The temperature of equal masses of three different liquids A,B and C are `12^@C, 19^@C and 28^@C` respectively. The temperature when A and B are mixed is `16^@C` and when B and C are mixed it is `23^@C`. What should be the temperature when A and C are mixed?

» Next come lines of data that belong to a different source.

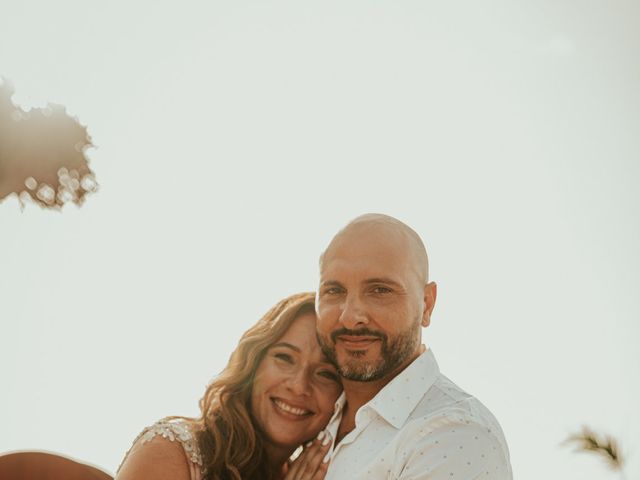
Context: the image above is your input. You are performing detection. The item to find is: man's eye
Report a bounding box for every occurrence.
[318,370,340,382]
[273,353,293,363]
[373,287,392,293]
[324,287,342,295]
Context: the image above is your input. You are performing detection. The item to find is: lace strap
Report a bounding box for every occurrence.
[118,418,202,470]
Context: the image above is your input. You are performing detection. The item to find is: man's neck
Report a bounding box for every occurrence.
[336,345,425,445]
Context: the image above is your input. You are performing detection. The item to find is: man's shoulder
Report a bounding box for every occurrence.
[402,374,506,449]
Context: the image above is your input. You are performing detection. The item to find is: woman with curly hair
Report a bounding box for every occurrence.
[116,293,342,480]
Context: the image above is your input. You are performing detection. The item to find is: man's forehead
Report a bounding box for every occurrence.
[320,217,428,281]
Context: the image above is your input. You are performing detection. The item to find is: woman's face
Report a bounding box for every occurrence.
[251,312,342,449]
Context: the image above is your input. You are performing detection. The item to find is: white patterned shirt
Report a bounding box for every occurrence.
[325,350,513,480]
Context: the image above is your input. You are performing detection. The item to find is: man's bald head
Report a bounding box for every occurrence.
[320,213,429,285]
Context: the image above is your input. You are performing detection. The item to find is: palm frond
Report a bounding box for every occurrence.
[564,425,624,470]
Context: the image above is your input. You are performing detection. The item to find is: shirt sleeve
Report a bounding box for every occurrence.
[395,420,513,480]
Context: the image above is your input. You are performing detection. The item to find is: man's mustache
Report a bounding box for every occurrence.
[331,327,387,343]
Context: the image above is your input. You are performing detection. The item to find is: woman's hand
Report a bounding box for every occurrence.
[283,431,331,480]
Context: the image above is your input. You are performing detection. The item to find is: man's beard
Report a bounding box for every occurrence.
[318,321,420,382]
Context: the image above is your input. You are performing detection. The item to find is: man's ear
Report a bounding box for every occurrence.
[421,282,438,327]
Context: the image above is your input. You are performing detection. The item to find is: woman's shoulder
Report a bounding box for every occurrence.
[116,417,202,480]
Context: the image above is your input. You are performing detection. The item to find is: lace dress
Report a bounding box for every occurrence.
[118,418,202,480]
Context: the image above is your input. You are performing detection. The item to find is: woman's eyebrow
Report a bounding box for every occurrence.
[271,342,302,352]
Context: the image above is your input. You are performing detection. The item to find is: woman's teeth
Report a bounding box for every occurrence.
[273,399,311,416]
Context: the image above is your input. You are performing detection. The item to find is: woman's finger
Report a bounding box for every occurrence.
[296,432,331,480]
[285,432,331,480]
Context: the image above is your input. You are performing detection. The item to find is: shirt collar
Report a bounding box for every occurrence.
[364,349,440,428]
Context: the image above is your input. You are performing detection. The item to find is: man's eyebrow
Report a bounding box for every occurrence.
[271,342,302,352]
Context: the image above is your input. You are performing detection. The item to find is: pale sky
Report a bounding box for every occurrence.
[0,0,640,480]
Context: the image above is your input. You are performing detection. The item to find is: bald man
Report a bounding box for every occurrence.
[316,214,512,480]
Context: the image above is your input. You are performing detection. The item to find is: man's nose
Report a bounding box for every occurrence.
[340,295,369,330]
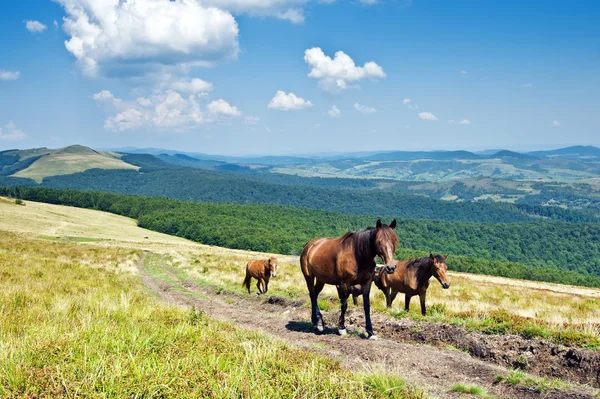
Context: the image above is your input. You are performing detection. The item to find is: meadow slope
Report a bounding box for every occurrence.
[0,199,600,397]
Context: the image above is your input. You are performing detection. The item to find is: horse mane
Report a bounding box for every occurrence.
[406,256,431,268]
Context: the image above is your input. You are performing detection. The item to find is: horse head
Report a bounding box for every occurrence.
[429,254,450,289]
[375,219,398,274]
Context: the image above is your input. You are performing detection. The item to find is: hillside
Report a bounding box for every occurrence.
[0,188,600,287]
[0,145,138,183]
[0,195,600,399]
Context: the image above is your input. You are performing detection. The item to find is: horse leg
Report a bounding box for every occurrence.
[362,281,377,339]
[337,285,350,335]
[311,280,325,333]
[419,291,427,316]
[388,287,398,308]
[383,287,393,308]
[404,294,412,312]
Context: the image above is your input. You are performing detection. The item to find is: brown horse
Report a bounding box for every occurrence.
[242,256,277,295]
[373,254,450,316]
[300,219,398,338]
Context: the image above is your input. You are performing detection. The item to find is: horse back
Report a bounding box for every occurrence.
[246,259,267,278]
[300,235,366,285]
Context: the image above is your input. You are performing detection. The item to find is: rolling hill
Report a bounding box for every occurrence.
[0,145,139,183]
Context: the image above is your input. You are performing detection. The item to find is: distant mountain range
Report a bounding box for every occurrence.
[0,145,600,183]
[111,146,600,165]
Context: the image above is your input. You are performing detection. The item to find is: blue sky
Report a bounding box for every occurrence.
[0,0,600,154]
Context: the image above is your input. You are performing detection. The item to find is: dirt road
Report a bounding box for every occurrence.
[138,257,598,398]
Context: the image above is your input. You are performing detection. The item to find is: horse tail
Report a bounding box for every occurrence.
[242,262,252,293]
[373,270,385,291]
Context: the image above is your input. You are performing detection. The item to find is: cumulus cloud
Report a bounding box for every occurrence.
[203,0,310,24]
[304,47,386,92]
[0,121,27,141]
[268,90,313,111]
[56,0,239,76]
[327,105,342,118]
[171,78,213,94]
[207,100,242,116]
[419,112,438,121]
[244,116,260,125]
[354,103,377,114]
[93,90,241,131]
[0,69,21,80]
[25,20,47,33]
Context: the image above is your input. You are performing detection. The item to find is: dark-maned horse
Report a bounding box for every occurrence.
[373,254,450,316]
[300,219,398,338]
[242,256,277,294]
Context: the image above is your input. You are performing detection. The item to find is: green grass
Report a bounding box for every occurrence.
[450,384,491,398]
[0,232,424,398]
[14,146,139,183]
[496,370,570,393]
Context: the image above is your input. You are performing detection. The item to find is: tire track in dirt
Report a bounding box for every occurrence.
[137,254,596,399]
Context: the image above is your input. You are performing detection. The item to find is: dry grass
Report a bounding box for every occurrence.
[14,147,139,183]
[0,201,600,346]
[0,231,424,398]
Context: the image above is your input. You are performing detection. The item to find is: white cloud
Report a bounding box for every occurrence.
[203,0,308,24]
[327,105,342,118]
[171,78,213,94]
[0,121,27,141]
[207,99,242,116]
[0,69,21,80]
[419,112,438,121]
[25,20,47,33]
[268,90,313,111]
[244,116,260,125]
[56,0,239,76]
[354,103,377,114]
[304,47,386,91]
[93,90,241,131]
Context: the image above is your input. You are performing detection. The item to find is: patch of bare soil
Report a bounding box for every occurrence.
[138,253,598,399]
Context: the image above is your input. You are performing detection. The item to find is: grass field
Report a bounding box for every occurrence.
[0,230,424,398]
[0,199,600,348]
[13,146,139,183]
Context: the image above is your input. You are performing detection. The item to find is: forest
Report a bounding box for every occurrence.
[0,187,600,287]
[0,164,600,223]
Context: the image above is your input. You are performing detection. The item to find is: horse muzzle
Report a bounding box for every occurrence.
[385,265,396,274]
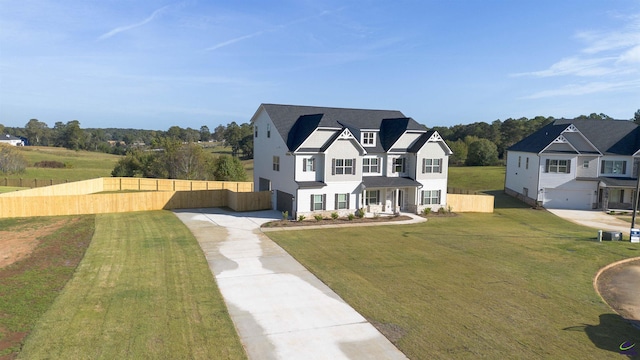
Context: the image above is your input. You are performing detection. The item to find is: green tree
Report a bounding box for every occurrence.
[165,143,211,180]
[0,145,28,174]
[200,125,211,142]
[446,139,468,165]
[465,139,498,166]
[167,126,184,140]
[213,155,247,181]
[224,121,242,156]
[212,125,227,141]
[24,119,49,145]
[64,120,86,150]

To solve the problem, we will use the concept of heat exchange and the principle of conservation of energy. When two liquids are mixed, the heat lost by the hotter liquid is equal to the heat gained by the cooler liquid. ### Step-by-Step Solution: 1. **Identify the Temperatures**: - Let the temperatures of the liquids be: - Liquid A: \( T_A = 12^\circ C \) - Liquid B: \( T_B = 19^\circ C \) - Liquid C: \( T_C = 28^\circ C \) 2. **Mixing A and B**: - When liquids A and B are mixed, the final temperature \( T_{AB} = 16^\circ C \). - Using the formula for heat exchange: \[ m C_A (T_{AB} - T_A) = m C_B (T_B - T_{AB}) \] - Since the masses are equal, we can cancel \( m \): \[ C_A (16 - 12) = C_B (19 - 16) \] - Simplifying gives: \[ 4 C_A = 3 C_B \quad \text{(Equation 1)} \] 3. **Mixing B and C**: - When liquids B and C are mixed, the final temperature \( T_{BC} = 23^\circ C \). - Again using the heat exchange formula: \[ m C_B (T_{BC} - T_B) = m C_C (T_C - T_{BC}) \] - Canceling \( m \): \[ C_B (23 - 19) = C_C (28 - 23) \] - Simplifying gives: \[ 4 C_B = 5 C_C \quad \text{(Equation 2)} \] 4. **Express \( C_A \) in terms of \( C_C \)**: - From Equation 1, we can express \( C_A \) in terms of \( C_B \): \[ C_A = \frac{3}{4} C_B \] - From Equation 2, we can express \( C_B \) in terms of \( C_C \): \[ C_B = \frac{5}{4} C_C \] - Substituting \( C_B \) into the equation for \( C_A \): \[ C_A = \frac{3}{4} \left(\frac{5}{4} C_C\right) = \frac{15}{16} C_C \quad \text{(Equation 3)} \] 5. **Mixing A and C**: - Now, we need to find the temperature \( T \) when A and C are mixed: \[ m C_A (T - T_A) = m C_C (T_C - T) \] - Canceling \( m \): \[ C_A (T - 12) = C_C (28 - T) \] - Substitute \( C_A \) from Equation 3: \[ \frac{15}{16} C_C (T - 12) = C_C (28 - T) \] - Cancel \( C_C \) (assuming \( C_C \neq 0 \)): \[ \frac{15}{16} (T - 12) = 28 - T \] 6. **Solving for \( T \)**: - Multiply through by 16 to eliminate the fraction: \[ 15(T - 12) = 16(28 - T) \] - Expanding both sides: \[ 15T - 180 = 448 - 16T \] - Combine like terms: \[ 15T + 16T = 448 + 180 \] \[ 31T = 628 \] - Divide by 31: \[ T = \frac{628}{31} \approx 20.26^\circ C \] ### Final Answer: The temperature when liquids A and C are mixed is approximately \( 20.26^\circ C \).